UPDATE (1:45 PM EST):
According to usatf.org, Jeneba Tarmoh withdrew herself from consideration of the Olympic team for the 100 meter dash. USATF reports that Tarmoh’s agent, Kimberly Holland, sent an email at 12:37 PM EST stating the intent to withdraw. Tarmoh is quoted as saying, “I, Jeneba Tarmoh have decided to decline my 3rd place position in the 100m dash to Allyson Felix. I understand that with this decision I am no longer running the 100m dash in the Olympic Games and will be an alternate for the event. As an alternate I understand that I will be asked to run if another 100m runner decides not to for personal reasons, and/or on the 4x100m relay.”
Do you think Tarmoh was right to withdraw herself from the runoff?
The 2012 Track and Field Olympic Trials have us amped up and ready for the official games to begin. We can’t wait to watch running phenoms like Shalane Flanagan and Amy Hastings chase down their Olympic dreams in hopes of bringing home the bling.
One of the most notable events from the 2012 Olympic Trials will take place tonight (and we can’t wait to watch the show-down!). Sprinters Allyson Felix and Jeneba Tarmoh will race in a first-ever runoff to determine who will take the final spot on the US team for the 100 meter dash. Felix and Tarmoh finished in a dead heat tie for third place during the finals on June 23rd. Immediately following the tie, USATF officials met to determine the dead heat would be settled through a runoff or a coin toss, as decided by the athletes. Felix and Tarmoh, who are both coached by Bobby Kersee, agreed to put off making a final decision until they ran the 200 meter dash on June 30th. Felix secured an Olympic spot by winning the 200 m dash, while Tarmoh fell short by finishing in fifth place.
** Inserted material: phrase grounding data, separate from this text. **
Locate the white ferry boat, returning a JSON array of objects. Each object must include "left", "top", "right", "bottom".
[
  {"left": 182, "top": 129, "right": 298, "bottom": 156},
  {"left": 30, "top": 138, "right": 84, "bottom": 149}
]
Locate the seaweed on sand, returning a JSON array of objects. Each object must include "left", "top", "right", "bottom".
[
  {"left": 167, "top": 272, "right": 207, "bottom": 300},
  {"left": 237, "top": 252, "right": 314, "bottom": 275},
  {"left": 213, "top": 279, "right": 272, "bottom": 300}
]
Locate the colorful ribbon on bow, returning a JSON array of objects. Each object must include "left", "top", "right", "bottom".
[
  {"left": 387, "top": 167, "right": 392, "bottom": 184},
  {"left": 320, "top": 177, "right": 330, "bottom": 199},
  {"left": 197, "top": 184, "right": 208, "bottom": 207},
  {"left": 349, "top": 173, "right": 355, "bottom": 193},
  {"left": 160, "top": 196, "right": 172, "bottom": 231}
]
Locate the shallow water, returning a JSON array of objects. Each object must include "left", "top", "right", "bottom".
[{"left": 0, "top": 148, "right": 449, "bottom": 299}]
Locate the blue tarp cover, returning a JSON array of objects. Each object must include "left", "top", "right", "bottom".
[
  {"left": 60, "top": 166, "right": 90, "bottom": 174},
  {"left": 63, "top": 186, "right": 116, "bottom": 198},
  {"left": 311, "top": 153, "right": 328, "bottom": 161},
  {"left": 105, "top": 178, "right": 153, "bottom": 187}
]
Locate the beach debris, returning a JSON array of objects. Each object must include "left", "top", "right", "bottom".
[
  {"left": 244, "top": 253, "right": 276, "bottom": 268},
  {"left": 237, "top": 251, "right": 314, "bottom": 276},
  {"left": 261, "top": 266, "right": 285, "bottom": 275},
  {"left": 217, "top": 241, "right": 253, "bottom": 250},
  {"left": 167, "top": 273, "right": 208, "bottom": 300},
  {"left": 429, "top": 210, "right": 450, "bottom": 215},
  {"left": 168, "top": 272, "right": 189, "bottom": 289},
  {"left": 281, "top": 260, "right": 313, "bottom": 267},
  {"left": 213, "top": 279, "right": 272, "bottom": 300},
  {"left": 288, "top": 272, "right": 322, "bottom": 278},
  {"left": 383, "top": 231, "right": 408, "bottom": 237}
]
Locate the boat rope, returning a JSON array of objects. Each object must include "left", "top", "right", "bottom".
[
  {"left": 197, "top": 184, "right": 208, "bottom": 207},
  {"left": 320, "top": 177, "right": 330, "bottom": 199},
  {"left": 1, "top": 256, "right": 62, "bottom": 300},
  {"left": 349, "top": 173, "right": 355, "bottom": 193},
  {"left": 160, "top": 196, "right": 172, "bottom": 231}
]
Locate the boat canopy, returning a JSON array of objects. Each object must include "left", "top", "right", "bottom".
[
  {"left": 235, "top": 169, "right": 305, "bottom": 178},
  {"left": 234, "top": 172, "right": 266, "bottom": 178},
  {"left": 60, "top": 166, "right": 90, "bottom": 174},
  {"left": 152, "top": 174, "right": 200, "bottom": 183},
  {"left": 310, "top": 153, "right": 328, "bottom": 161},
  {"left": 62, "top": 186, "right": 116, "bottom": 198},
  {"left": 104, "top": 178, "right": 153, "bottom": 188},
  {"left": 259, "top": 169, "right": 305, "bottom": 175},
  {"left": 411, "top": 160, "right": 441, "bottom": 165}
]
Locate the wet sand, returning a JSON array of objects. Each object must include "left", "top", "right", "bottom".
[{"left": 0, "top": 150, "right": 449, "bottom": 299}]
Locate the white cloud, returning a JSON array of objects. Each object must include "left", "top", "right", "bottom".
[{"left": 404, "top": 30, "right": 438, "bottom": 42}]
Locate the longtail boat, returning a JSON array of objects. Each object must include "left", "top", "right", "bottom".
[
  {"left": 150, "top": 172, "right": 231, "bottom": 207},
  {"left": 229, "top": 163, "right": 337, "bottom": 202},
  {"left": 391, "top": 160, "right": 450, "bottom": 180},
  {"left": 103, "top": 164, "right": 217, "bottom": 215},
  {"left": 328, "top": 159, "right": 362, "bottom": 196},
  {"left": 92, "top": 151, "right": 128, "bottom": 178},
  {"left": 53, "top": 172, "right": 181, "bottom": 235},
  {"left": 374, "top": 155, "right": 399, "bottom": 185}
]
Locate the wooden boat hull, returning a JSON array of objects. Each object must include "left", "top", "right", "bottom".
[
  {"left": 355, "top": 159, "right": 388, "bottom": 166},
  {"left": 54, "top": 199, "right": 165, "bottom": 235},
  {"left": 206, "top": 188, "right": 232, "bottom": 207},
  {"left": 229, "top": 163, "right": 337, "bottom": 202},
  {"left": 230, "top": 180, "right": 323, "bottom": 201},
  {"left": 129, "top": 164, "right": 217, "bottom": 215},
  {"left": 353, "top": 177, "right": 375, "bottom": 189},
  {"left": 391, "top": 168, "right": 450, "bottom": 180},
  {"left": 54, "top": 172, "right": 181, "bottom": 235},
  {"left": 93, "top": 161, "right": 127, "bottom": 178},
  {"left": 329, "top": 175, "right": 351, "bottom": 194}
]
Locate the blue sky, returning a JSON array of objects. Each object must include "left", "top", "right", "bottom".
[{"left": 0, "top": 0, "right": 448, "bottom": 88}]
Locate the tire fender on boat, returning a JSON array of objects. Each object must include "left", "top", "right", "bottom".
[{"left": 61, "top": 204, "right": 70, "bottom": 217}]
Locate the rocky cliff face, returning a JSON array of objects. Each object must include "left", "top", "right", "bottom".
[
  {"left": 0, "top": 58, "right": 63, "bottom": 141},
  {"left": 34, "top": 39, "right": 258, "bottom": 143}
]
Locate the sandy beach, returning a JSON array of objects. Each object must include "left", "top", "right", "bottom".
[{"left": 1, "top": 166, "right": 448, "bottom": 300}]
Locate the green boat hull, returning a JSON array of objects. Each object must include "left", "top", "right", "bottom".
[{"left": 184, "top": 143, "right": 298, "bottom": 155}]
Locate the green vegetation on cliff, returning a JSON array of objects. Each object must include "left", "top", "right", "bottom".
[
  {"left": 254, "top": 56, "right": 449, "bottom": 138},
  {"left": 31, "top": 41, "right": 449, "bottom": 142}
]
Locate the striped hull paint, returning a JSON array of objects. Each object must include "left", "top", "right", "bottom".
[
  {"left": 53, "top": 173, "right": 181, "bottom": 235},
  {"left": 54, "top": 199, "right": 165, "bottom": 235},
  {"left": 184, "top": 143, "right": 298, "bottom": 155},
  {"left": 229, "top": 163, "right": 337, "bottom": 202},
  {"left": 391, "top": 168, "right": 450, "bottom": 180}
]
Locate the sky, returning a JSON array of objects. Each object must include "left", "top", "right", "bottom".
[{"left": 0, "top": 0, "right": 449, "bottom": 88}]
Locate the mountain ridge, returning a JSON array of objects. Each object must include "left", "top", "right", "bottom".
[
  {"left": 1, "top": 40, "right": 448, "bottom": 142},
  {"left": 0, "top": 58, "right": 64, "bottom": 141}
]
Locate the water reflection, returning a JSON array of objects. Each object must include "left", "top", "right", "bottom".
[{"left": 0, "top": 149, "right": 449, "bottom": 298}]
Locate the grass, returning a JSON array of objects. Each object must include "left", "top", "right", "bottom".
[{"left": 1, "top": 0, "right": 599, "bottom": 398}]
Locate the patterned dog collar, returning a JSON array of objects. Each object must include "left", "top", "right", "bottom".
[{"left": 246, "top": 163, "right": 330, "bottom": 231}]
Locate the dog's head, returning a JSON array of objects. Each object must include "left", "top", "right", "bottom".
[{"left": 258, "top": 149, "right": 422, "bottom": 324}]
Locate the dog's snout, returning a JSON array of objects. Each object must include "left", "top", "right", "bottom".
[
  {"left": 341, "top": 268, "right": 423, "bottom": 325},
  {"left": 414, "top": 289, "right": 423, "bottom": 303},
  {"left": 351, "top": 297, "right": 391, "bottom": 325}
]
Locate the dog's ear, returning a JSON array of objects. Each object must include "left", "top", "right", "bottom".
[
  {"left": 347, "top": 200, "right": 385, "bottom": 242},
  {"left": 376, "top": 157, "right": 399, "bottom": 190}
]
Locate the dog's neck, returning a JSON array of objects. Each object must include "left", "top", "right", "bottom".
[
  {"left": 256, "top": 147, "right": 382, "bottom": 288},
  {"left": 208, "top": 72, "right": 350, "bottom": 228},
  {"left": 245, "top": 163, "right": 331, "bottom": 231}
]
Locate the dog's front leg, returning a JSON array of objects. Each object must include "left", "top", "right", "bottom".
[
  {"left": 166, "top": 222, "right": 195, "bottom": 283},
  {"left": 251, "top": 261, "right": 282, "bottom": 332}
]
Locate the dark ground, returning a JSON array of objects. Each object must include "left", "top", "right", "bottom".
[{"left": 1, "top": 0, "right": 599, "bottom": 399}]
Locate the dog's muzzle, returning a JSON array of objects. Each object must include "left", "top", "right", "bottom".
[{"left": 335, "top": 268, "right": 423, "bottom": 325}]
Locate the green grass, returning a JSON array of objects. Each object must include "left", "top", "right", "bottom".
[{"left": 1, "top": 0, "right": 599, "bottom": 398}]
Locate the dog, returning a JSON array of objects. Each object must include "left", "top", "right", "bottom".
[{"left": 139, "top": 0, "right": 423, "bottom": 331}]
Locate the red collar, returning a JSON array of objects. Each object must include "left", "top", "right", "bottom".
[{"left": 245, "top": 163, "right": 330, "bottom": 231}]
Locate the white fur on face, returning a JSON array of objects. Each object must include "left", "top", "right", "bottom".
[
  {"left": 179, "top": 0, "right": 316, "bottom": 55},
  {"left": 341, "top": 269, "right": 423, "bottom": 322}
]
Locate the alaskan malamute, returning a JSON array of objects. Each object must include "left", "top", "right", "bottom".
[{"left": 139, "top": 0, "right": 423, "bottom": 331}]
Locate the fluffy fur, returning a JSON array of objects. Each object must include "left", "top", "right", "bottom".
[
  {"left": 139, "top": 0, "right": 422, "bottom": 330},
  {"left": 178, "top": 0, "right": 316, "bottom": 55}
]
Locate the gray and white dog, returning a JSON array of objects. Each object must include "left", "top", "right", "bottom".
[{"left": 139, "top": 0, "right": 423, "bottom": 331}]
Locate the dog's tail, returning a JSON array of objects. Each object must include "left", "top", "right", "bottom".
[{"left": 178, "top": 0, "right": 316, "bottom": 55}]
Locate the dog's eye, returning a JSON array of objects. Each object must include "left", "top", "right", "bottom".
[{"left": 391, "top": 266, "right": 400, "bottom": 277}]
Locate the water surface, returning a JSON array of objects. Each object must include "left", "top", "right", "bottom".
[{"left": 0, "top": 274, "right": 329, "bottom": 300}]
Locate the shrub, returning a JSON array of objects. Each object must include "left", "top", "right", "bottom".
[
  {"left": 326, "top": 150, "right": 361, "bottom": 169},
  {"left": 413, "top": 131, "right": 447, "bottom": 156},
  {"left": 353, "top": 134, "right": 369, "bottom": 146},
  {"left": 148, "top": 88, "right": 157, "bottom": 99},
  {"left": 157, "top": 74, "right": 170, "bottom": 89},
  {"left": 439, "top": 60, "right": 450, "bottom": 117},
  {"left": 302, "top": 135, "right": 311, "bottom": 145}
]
On Sunday, USA Track & Field (USATF) officials met with Kersee, Felix and Tarmoh to discuss the fate of the final spot on the 100 meter dash line-up. After a two hour meeting, USATF announced Felix and Tarmoh will participate in a runoff tonight at 5pm PST/8 pm EST. USATF spokesperson Jill Greer explained the much anticipated decision came one week after the dead heat in order to allow all parties enough time to make an informed decision. Greer said, “We had to consult with the athletes, their coaches, their representatives, to make sure we weren’t putting anyone at risk, but that we were also getting a resolution to it. We had to come up with a time and place that worked well.”
Tune in tonight at 5pm PST/8pm EST to watch a piece of running history!